P.S. Sorry if it doesn't help, but I really don't see the point of having tokens = ('PLUS', 'MINUS', 'TIMES', 'DIVIDE', 'IDENT', 'STRING', 'NUMBER'), etc.
a='12_34 5_6_8_2 4___3 1234'
>>> a.replace('_','').replace(' ',', ')
'1234, 5682, 43, 1234'
>>>
The phrasing of your question is a little bit unclear. If you don't care about input validation, the following should work:
input = '12_34 5_6_8_2 4_____3 1234'
re.sub('\s+', ', ', input.replace('_', ''))
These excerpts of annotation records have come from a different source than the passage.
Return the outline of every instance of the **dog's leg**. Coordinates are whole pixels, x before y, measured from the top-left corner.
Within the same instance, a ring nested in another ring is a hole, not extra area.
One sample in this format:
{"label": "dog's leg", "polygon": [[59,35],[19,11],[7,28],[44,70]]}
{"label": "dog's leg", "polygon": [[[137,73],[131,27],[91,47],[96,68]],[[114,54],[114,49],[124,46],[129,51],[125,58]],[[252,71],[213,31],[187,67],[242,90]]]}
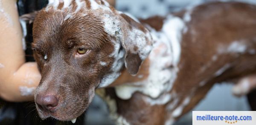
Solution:
{"label": "dog's leg", "polygon": [[241,96],[249,94],[256,88],[256,74],[241,78],[234,86],[233,94],[237,96]]}
{"label": "dog's leg", "polygon": [[165,105],[153,105],[148,101],[151,98],[137,92],[129,99],[121,99],[113,89],[106,90],[98,89],[96,93],[107,102],[111,117],[116,124],[164,125]]}

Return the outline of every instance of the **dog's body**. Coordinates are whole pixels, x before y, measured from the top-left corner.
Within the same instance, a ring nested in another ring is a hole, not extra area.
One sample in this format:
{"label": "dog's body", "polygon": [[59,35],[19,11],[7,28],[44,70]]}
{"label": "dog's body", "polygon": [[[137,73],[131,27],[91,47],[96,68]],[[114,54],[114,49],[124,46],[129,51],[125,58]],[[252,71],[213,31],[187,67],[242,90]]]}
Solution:
{"label": "dog's body", "polygon": [[34,24],[42,119],[76,118],[95,88],[113,86],[101,95],[118,123],[169,125],[214,83],[255,73],[255,6],[209,3],[143,26],[103,0],[64,1],[50,1]]}

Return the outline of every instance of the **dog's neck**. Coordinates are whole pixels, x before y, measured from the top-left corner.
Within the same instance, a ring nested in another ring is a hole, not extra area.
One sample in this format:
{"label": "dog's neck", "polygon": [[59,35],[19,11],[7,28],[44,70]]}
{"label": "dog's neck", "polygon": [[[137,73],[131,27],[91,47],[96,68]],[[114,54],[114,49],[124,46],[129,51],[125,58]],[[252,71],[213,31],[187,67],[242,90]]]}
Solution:
{"label": "dog's neck", "polygon": [[153,48],[139,72],[132,76],[125,69],[109,86],[115,88],[119,98],[128,99],[136,91],[156,98],[170,91],[178,71],[180,42],[184,26],[180,18],[170,15],[159,31],[147,26],[154,40]]}

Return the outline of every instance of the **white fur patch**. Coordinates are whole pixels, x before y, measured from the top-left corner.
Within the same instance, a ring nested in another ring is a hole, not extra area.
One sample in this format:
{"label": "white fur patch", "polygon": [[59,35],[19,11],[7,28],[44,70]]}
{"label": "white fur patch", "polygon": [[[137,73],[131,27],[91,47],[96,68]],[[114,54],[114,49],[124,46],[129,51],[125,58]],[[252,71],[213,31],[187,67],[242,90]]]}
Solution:
{"label": "white fur patch", "polygon": [[247,45],[242,41],[235,41],[233,42],[228,46],[221,45],[218,48],[219,54],[238,53],[244,54],[246,52]]}
{"label": "white fur patch", "polygon": [[182,104],[175,108],[172,112],[172,116],[174,117],[177,117],[181,115],[183,109],[189,104],[189,103],[190,99],[191,98],[190,97],[186,97],[184,100],[183,100]]}
{"label": "white fur patch", "polygon": [[106,66],[107,65],[107,62],[105,62],[100,61],[100,62],[99,62],[99,64],[102,66]]}
{"label": "white fur patch", "polygon": [[232,92],[235,95],[239,96],[248,94],[250,91],[250,84],[248,78],[244,79],[240,83],[233,87]]}
{"label": "white fur patch", "polygon": [[226,70],[227,70],[228,68],[230,68],[231,66],[231,65],[230,64],[227,64],[225,65],[223,67],[222,67],[220,69],[217,71],[214,74],[214,75],[215,77],[220,76],[220,75],[222,74],[225,71],[226,71]]}
{"label": "white fur patch", "polygon": [[[179,17],[169,16],[165,21],[162,31],[157,32],[151,29],[151,34],[155,43],[148,57],[150,61],[149,75],[142,81],[128,83],[115,87],[119,98],[127,99],[136,91],[140,91],[155,98],[169,91],[177,77],[177,64],[181,52],[180,41],[185,24]],[[171,68],[171,66],[174,67]],[[168,96],[162,97],[166,100]],[[156,103],[152,103],[152,104]]]}
{"label": "white fur patch", "polygon": [[29,88],[27,86],[20,86],[20,94],[23,96],[32,96],[34,95],[35,87]]}
{"label": "white fur patch", "polygon": [[[7,22],[7,24],[8,25],[11,25],[11,26],[13,26],[13,21],[12,19],[11,16],[5,11],[3,9],[3,7],[2,6],[2,0],[0,0],[0,15],[3,14],[4,17],[5,17],[5,19],[3,20],[4,21]],[[14,5],[15,6],[15,5]],[[9,7],[12,7],[10,6]],[[3,21],[3,20],[1,20]]]}

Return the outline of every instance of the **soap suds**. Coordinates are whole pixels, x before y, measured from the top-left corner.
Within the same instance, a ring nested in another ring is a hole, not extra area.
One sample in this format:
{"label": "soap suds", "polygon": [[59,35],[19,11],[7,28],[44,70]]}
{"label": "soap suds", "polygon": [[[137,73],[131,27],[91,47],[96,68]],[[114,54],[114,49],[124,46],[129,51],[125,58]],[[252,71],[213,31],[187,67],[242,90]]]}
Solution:
{"label": "soap suds", "polygon": [[226,71],[227,69],[230,68],[231,66],[231,65],[230,64],[227,64],[225,65],[223,67],[217,71],[215,74],[214,74],[215,76],[218,77],[221,74],[222,74],[225,71]]}
{"label": "soap suds", "polygon": [[232,92],[236,95],[241,96],[248,94],[250,91],[250,82],[248,78],[243,79],[240,83],[235,85]]}
{"label": "soap suds", "polygon": [[105,62],[100,61],[99,62],[99,64],[102,66],[106,66],[107,65],[107,62]]}
{"label": "soap suds", "polygon": [[[184,26],[184,22],[180,18],[169,15],[165,21],[161,31],[156,31],[148,28],[155,42],[148,56],[151,64],[149,76],[142,81],[116,86],[116,92],[118,97],[129,99],[134,93],[140,91],[156,98],[171,90],[178,71],[180,41]],[[172,66],[173,67],[171,68]],[[166,100],[169,99],[168,96],[162,97]],[[163,101],[165,103],[167,102]]]}
{"label": "soap suds", "polygon": [[177,117],[181,115],[183,109],[184,109],[184,108],[189,104],[190,101],[190,97],[186,97],[183,101],[182,104],[175,108],[172,112],[172,116],[174,117]]}
{"label": "soap suds", "polygon": [[218,48],[219,54],[225,53],[244,54],[247,49],[247,45],[242,41],[233,42],[228,46],[222,45]]}
{"label": "soap suds", "polygon": [[35,87],[33,87],[29,88],[25,86],[21,86],[20,87],[20,94],[23,96],[28,96],[34,95]]}
{"label": "soap suds", "polygon": [[3,65],[3,64],[0,63],[0,68],[4,68],[4,65]]}
{"label": "soap suds", "polygon": [[23,36],[22,37],[22,46],[23,50],[25,50],[26,49],[26,37],[27,35],[26,24],[26,21],[21,19],[20,19],[20,23],[21,25],[22,32],[23,33]]}

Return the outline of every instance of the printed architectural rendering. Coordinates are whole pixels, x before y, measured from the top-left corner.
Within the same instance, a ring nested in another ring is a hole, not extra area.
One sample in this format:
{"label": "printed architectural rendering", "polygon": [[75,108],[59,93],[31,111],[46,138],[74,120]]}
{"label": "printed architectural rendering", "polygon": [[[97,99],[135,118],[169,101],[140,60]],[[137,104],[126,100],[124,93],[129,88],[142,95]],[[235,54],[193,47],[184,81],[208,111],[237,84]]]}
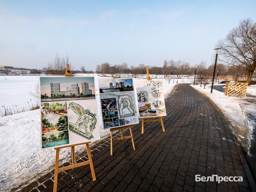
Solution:
{"label": "printed architectural rendering", "polygon": [[140,91],[137,94],[138,102],[147,102],[149,101],[147,91]]}
{"label": "printed architectural rendering", "polygon": [[88,139],[94,138],[93,133],[97,122],[96,115],[73,102],[69,103],[68,109],[78,115],[75,124],[69,122],[70,130]]}

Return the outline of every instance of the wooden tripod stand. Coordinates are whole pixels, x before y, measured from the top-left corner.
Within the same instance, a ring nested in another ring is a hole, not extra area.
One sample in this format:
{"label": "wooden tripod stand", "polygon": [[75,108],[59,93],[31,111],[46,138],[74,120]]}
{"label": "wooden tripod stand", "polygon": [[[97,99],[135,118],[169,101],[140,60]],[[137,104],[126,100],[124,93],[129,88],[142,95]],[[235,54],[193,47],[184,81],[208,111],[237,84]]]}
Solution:
{"label": "wooden tripod stand", "polygon": [[[159,118],[157,119],[157,118]],[[164,122],[163,122],[163,117],[143,117],[142,118],[142,126],[141,126],[141,134],[144,134],[144,123],[147,122],[155,122],[157,121],[161,121],[161,124],[162,126],[163,132],[164,132]]]}
{"label": "wooden tripod stand", "polygon": [[[133,147],[134,150],[135,151],[135,145],[134,144],[134,140],[133,136],[132,135],[132,125],[126,125],[126,126],[122,126],[117,128],[112,128],[112,129],[110,129],[110,154],[111,155],[113,155],[113,141],[119,141],[120,140],[126,139],[130,138],[132,139],[132,146]],[[130,134],[131,135],[129,136],[124,137],[123,130],[124,129],[128,128],[130,129]],[[120,132],[121,133],[120,137],[113,139],[113,132],[115,131],[120,131]]]}
{"label": "wooden tripod stand", "polygon": [[[73,169],[74,168],[81,167],[85,165],[90,164],[91,171],[92,171],[92,180],[94,181],[96,180],[96,177],[95,176],[95,173],[94,171],[94,168],[93,167],[93,164],[92,163],[92,156],[90,154],[90,147],[89,146],[89,143],[90,141],[87,142],[85,143],[77,143],[73,145],[69,145],[62,147],[55,147],[54,149],[56,150],[56,157],[55,159],[55,170],[54,170],[54,183],[53,183],[53,192],[56,192],[57,191],[57,184],[58,182],[58,173],[63,171],[65,171],[70,169]],[[86,146],[86,149],[88,154],[88,161],[82,162],[81,163],[76,163],[75,162],[75,146],[77,145],[85,145]],[[60,149],[66,148],[67,147],[70,147],[71,148],[71,156],[72,157],[72,165],[63,167],[62,168],[59,168],[58,167],[58,160],[59,160],[59,154],[60,153]]]}

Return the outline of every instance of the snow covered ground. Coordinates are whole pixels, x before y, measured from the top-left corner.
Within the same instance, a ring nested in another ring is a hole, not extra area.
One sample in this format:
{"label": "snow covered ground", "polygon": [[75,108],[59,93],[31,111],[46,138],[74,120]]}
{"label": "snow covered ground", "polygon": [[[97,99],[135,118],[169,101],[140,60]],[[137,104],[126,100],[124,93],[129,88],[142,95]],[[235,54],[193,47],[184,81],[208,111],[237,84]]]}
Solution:
{"label": "snow covered ground", "polygon": [[13,105],[15,111],[15,105],[19,111],[23,107],[27,110],[29,105],[32,105],[30,99],[33,104],[36,104],[37,100],[30,96],[28,92],[30,87],[34,88],[38,82],[38,76],[0,76],[0,111],[4,111],[2,107],[4,105],[6,108],[11,107],[13,109]]}
{"label": "snow covered ground", "polygon": [[[256,85],[248,87],[247,98],[238,98],[226,96],[224,92],[224,85],[222,86],[217,85],[215,85],[212,94],[210,92],[211,85],[206,85],[205,89],[203,88],[203,86],[202,87],[200,85],[191,86],[209,97],[221,109],[232,124],[233,128],[232,128],[239,142],[244,149],[250,153],[253,130],[254,128],[256,128],[256,125],[253,119],[248,118],[247,114],[248,112],[250,113],[250,114],[253,113],[254,110],[255,113],[255,107],[250,109],[252,105],[245,104],[247,102],[247,101],[249,97],[253,98],[254,96],[256,98]],[[219,88],[220,91],[216,90],[216,88]],[[256,115],[254,116],[254,119]]]}
{"label": "snow covered ground", "polygon": [[[26,106],[30,99],[35,102],[36,100],[29,95],[28,90],[38,81],[36,76],[0,76],[1,106],[11,106],[14,104],[22,107]],[[179,83],[189,81],[179,79]],[[96,98],[98,100],[97,81],[96,78]],[[165,79],[163,82],[166,98],[177,84],[177,79],[172,80],[170,84]],[[98,110],[100,113],[100,109]],[[8,191],[12,188],[25,186],[54,168],[55,150],[41,149],[39,109],[0,117],[0,191]],[[107,130],[101,131],[102,137],[109,133]],[[85,150],[83,147],[76,148],[77,153]],[[68,160],[70,155],[69,149],[62,150],[60,164]]]}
If you need to actually strip out all characters which are not either digits or whitespace and add commas between the numbers, then:
re.sub('\s+', ', ', re.sub('[^\d\s]', '', input))
...should accomplish the task. Of course, it would probably be more efficient to write a function that only has to walk through the string once rather than using multiple re.sub() calls.
You seem to be doing something like:
>>> data = '12_34 5_6_8_2 4_____3 1234'
>>> pattern = '[0-9]+[0-9_]*'
>>> re.findall(pattern, data)
['12_34', '5_6_8_2', '4_____3', '1234']
re.findall(pattern.replace('_', ''), data)
['12', '34', '5', '6', '8', '2', '4', '3', '1234']
The issue is that pattern.replace isn't a signal to re to remove the _s from the matches, it changes your regex to: '[0-9]+[0-9]*'. What you want to do is to do replace on the results, rather than the pattern - eg,
>>> [match.replace('_', '') for match in re.findall(pattern, data)]
['1234', '5682', '43', '1234']
Also note that your regex can be simplified slightly; I will leave out the details of how since this is homework.
Well, if you really have to use re and only re, you could do this:
import re
def replacement(match):
separator_dict = {
'_': '',
' ': ',',
}
for sep, repl in separator_dict.items():
if all( (char == sep for char in match.group(2)) ):
return match.group(1) + repl + match.group(3)
def rec_sub(s):
"""
Recursive so it works with any number of numbers separated by underscores.
"""
new_s = re.sub('(\d+)([_ ]+)(\d+)', replacement, s)
if new_s == s:
return new_s
else:
return rec_sub(new_s)
But that epitomizes the concept of overkill.